舛添氏が2011年に上海で購入した「シルクの中国服」(約3万円と約5000円)への報告です。「書道の際に着用すると筆をスムーズに滑らせる」ことができるそうです。たとえ書道が政治活動に役立ったとしても、趣味のために着る洋服くらい自分の給与で買うべきだと思います。

筆者も就職活動中、時間を潰すために入るカフェでの飲食代について親と相談しました。確かに面接までの時間を待つカフェは欠かせませんが、結局は自分が飲み食いしているだけ。アルバイト代で賄うことにしました。これが当たり前ではないでしょうか。

舛添都知事は6日、政治資金の私的流用疑惑について、調査を行った弁護士二人とともに会見を開き、調査報告書を公表しました。「会議費」とされていた千葉県内のホテル代や湯河原町の回転ずし店の飲食代など約114万円分は、不適切な支出として個人資産から返金すると表明しました。また、絵画や版画は購入点数が多いことから「趣味的色彩が強い」、書籍も「家族にために購入したとみられてもやむを得ない」とされました。これらは不適切な支出と認定されたものの、「政治活動と関わりがないとは言えない」とし、代金返却までは求められていません。ただ、計約315万円分の美術品は将来の寄付を前提に都の施設などで活用するそうです。

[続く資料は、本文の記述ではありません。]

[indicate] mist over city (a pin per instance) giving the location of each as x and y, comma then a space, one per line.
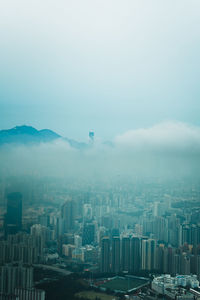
99, 150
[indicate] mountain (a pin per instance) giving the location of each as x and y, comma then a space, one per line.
29, 135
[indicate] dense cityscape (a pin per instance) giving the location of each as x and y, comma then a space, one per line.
140, 228
99, 150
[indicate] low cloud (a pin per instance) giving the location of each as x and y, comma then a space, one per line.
163, 137
166, 150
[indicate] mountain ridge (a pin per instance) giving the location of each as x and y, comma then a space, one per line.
27, 135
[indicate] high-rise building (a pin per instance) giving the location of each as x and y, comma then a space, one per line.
105, 255
148, 251
15, 276
135, 254
115, 255
13, 218
88, 237
125, 261
68, 215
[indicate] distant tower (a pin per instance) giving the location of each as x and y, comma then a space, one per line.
105, 255
91, 136
115, 255
68, 215
13, 219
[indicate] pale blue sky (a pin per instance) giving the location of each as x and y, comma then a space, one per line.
106, 65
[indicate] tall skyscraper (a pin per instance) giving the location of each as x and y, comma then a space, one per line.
15, 276
105, 255
68, 215
135, 254
13, 218
88, 233
115, 255
125, 254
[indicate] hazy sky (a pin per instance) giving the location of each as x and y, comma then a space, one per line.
106, 65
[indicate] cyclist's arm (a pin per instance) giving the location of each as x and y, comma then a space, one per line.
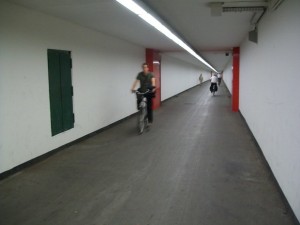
134, 85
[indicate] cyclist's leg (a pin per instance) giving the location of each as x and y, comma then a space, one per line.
149, 109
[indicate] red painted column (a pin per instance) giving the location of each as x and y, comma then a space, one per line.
153, 60
235, 78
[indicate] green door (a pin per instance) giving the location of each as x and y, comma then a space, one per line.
60, 90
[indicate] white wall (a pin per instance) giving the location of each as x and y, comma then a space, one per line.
178, 76
103, 71
269, 94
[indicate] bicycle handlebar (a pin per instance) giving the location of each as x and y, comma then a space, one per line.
140, 93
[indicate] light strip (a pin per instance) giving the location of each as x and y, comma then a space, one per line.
135, 8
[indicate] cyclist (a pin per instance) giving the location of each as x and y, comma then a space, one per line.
219, 79
147, 81
213, 84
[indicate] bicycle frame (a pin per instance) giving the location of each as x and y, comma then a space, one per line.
142, 115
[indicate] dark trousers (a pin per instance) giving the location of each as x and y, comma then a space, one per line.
149, 107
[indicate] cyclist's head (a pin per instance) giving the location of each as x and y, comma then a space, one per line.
145, 67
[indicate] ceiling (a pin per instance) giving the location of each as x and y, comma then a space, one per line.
210, 36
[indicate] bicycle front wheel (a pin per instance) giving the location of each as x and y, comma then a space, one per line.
141, 121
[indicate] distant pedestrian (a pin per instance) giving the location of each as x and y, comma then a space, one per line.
201, 78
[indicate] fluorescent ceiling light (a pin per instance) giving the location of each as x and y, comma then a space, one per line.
138, 10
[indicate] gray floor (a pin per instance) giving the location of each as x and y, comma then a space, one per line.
198, 165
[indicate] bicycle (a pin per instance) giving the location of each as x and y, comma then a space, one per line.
142, 122
214, 88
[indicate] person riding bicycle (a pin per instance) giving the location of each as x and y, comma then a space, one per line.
147, 82
219, 78
213, 84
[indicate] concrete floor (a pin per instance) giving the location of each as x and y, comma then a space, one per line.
198, 165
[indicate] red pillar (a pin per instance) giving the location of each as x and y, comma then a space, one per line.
153, 60
235, 78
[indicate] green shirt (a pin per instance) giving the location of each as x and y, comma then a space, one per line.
145, 81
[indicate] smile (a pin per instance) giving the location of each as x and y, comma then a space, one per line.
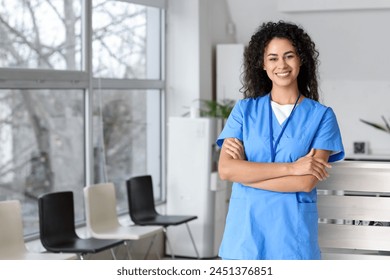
284, 74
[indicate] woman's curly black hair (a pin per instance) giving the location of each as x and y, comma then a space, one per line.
255, 80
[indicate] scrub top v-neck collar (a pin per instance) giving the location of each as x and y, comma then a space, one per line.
283, 125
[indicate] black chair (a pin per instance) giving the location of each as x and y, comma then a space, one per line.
143, 212
57, 228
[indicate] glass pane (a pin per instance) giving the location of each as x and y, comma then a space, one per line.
127, 138
40, 34
126, 39
42, 136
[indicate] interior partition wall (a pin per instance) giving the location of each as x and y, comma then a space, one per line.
81, 98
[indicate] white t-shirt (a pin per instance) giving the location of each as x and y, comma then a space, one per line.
281, 111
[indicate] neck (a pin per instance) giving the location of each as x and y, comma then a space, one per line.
284, 97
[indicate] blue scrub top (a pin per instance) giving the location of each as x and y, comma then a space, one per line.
274, 225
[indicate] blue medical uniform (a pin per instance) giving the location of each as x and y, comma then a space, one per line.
276, 225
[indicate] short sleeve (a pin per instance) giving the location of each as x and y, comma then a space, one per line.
233, 125
328, 136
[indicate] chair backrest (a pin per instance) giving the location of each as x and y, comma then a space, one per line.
56, 218
140, 198
100, 206
352, 204
11, 228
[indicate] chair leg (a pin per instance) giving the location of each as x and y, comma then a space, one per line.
193, 241
169, 244
113, 254
128, 249
150, 246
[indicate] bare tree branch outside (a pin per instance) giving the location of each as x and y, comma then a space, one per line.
42, 128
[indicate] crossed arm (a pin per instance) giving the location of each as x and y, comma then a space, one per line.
299, 176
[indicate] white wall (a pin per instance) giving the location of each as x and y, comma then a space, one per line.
194, 28
354, 51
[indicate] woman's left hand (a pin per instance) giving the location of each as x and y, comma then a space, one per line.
234, 148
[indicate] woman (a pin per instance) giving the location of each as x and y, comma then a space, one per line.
276, 146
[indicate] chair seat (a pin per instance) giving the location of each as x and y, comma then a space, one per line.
83, 246
37, 256
166, 220
124, 232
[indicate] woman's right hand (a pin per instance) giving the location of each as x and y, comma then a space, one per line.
311, 165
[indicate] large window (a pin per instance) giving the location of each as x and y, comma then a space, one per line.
81, 92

気になるのは、「不適切だが違法性はない」という言い回しです。今回「政治資金規正法」に照らして合法か違法かが調査されました。政治資金規正法では、政治資金の使い方について明確な基準が示されていないため、「違法性はない」と判断されたのです。ただ、違法でなければいい、ということではありません。法には触れなくても使い方がおかしい。それを「不適切」としています。

法を犯したかどうか問われるのは政治家です。都民にとって「違法かどうか」は関係ありません。使い方で適切さを欠くのならば、それだけで政治家としての信頼を失います。「家族旅行」のホテル代や大量の美術品は、精査しなくてもおかしいと思うのが普通の感覚ではないでしょうか。

今回の調査はあくまで違法性がないことを弁護士に証明してもらうための方便にしか見えません。また、冒頭にあげた「シルクの中国服」は本当に政治活動に役立ったのでしょうか。「不適切でない」と判断されたものの中にも疑問が残ります。

舛添氏は「生まれ変わった気持ちで都政にあたる」と辞任は否定し、「有権者の判断に任せたい」と述べました。しかし、選挙を待たずとも、有権者の声は耳に届いているはずです。